Pop-up windows offering to remove spyware from your computer were probably generated by spyware that needs to be removed from your computer. Clicking on them will install yet more spyware on your computer, until the whole system is so bogged down with advertisements and tracking programs that it runs as fast as a Commodore VIC-20.

There is no one in Nigeria with millions of dollars in the bank. And even if there were, they wouldn't be screaming to share it with you.

If an email arrives with a handy-dandy link at the bottom that says "Click here to be removed from this mailing list!"...don't bother. They left out the part that is supposed to say "When you do, we'll be glad to remove you from this mailing list, but since you're letting us know that this email went to a real live person and not a junk mail folder somewhere, we're going to go ahead and sign you up for our other 79 junk mail lists AND sell your address to twelve other companies...in the hope that you'll actually respond to one of them someday." Instead, use an Email Filter to automatically delete any future emails from this spammer.

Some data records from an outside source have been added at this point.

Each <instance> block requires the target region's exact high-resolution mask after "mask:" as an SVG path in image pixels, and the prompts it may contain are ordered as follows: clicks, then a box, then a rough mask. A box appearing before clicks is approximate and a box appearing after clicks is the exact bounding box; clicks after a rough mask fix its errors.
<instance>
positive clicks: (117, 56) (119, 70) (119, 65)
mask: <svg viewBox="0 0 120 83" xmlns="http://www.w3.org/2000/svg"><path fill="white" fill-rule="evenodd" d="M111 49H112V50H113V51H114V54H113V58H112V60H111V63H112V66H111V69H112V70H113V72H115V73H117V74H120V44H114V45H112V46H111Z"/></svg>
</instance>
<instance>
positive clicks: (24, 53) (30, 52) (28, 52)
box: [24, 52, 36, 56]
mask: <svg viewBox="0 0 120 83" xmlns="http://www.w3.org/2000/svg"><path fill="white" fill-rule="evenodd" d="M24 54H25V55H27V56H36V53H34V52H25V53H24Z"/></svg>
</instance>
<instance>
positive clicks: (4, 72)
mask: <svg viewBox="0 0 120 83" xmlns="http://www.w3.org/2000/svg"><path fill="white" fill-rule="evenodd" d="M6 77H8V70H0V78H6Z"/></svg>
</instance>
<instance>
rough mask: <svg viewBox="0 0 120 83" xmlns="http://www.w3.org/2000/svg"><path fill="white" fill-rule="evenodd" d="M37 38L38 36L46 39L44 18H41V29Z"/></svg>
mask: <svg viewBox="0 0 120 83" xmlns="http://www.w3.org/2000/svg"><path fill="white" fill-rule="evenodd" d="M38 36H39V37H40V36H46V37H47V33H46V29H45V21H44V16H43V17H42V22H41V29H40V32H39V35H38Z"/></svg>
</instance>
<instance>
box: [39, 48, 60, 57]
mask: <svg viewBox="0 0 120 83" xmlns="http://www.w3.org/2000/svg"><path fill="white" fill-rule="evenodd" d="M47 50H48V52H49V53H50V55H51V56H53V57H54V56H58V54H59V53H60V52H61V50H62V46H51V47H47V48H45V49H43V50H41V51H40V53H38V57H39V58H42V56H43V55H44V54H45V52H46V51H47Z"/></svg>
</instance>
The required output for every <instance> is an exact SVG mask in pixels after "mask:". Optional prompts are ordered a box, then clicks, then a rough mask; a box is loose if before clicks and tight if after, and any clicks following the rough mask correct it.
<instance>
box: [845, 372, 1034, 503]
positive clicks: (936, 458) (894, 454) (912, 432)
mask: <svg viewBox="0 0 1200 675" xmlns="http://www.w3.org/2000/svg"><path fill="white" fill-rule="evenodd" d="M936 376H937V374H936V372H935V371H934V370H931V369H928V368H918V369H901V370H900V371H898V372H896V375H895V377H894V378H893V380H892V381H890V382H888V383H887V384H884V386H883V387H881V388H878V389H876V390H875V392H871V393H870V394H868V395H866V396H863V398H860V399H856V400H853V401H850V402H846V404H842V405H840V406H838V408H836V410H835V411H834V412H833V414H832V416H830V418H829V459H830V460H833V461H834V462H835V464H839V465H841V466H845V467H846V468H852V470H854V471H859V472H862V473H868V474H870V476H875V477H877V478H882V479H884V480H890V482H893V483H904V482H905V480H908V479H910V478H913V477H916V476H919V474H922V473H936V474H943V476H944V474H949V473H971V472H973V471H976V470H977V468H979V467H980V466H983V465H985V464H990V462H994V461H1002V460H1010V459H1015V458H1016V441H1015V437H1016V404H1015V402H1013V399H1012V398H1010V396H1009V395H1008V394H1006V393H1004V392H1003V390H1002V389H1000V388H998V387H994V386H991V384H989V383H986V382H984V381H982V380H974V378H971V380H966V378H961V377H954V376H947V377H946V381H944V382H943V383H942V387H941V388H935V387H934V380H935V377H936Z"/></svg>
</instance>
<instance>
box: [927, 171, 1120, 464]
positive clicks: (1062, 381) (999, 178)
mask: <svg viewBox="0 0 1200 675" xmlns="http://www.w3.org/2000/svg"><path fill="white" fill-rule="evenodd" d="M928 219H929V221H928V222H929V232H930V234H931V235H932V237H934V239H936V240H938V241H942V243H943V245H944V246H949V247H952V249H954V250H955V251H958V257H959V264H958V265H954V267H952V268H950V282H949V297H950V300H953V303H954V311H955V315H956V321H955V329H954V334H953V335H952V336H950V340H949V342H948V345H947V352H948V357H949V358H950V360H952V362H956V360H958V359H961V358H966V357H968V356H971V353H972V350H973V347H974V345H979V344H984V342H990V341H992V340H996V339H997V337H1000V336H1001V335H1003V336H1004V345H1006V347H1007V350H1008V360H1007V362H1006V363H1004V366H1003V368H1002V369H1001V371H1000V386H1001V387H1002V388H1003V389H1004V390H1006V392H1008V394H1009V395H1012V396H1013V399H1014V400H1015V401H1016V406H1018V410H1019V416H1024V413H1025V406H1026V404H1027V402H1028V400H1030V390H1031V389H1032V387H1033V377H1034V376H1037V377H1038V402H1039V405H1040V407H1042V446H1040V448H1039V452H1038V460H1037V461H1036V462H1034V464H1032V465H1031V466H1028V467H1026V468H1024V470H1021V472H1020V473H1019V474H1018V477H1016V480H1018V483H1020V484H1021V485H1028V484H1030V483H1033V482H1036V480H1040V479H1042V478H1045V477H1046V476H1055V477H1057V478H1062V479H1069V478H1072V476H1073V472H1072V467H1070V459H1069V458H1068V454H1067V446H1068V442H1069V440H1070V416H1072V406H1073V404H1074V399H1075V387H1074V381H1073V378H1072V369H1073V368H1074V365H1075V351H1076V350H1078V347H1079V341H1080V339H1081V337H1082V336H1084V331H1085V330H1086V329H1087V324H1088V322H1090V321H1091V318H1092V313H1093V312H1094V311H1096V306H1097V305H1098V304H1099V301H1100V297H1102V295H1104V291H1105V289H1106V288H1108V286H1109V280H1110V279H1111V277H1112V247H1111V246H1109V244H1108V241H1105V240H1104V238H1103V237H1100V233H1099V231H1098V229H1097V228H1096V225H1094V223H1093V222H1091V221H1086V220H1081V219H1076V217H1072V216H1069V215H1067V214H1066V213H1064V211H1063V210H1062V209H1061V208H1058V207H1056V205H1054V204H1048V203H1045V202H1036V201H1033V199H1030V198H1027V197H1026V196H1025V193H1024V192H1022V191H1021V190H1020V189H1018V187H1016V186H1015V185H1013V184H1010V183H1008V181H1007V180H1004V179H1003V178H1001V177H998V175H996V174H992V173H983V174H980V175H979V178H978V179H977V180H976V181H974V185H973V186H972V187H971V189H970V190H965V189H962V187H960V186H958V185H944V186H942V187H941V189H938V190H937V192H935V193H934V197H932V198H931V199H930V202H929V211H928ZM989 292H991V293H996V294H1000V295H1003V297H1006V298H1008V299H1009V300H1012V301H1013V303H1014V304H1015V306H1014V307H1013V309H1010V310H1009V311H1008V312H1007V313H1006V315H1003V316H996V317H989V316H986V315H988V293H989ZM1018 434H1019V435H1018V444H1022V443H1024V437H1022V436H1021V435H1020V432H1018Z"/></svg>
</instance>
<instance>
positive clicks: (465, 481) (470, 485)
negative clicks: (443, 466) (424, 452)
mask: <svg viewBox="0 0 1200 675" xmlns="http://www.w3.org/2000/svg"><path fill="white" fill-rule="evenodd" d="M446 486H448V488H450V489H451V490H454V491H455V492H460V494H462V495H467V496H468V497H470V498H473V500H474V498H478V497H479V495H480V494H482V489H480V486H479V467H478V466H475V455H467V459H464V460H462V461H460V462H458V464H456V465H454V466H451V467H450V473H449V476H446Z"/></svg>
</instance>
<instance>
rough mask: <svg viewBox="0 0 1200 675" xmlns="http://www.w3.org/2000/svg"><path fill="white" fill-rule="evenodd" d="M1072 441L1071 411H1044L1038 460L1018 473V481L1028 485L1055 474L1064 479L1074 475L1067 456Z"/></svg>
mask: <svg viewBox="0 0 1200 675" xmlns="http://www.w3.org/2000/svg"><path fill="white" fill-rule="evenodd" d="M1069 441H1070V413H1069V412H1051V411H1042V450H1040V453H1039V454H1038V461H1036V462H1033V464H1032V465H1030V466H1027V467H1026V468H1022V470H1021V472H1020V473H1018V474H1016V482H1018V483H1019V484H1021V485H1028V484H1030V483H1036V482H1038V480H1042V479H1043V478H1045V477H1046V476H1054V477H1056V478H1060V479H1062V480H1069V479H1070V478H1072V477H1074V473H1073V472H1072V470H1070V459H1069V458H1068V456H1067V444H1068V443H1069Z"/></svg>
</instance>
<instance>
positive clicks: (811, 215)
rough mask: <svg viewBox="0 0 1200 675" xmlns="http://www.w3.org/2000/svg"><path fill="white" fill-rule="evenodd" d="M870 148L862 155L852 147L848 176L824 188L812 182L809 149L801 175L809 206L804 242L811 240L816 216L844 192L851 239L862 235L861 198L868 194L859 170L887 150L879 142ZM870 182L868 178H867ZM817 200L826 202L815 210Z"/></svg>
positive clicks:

At the same time, if you visit a really cool website, and it has a handy-dandy link that says "just enter in the email addresses of all your friends so that we can show them this really cool site, too!"...don't. Treat email addresses like phone numbers; would you put your girlfriend's phone number up on a restroom wall? The amount of spam you whistle into your inbox is your own business, but when you start signing up all of your friends and neighbors to receive it too, you're just asking to be put on the "email pariah" list.

DON'T TYPE IN ALL CAPITALS...everyone will think you're yelling at them. DoN'T tYpe IN MiXEd CapITAls aNd LoWEr, unless you want everyone to think you're fifteen years old. And anyone you think is fiftteen years old is in reality undercover police hunting for perverts looking for fifteen year olds online.

And last, never EVER put magnets on your CDs and DVDs, because it might ruin them.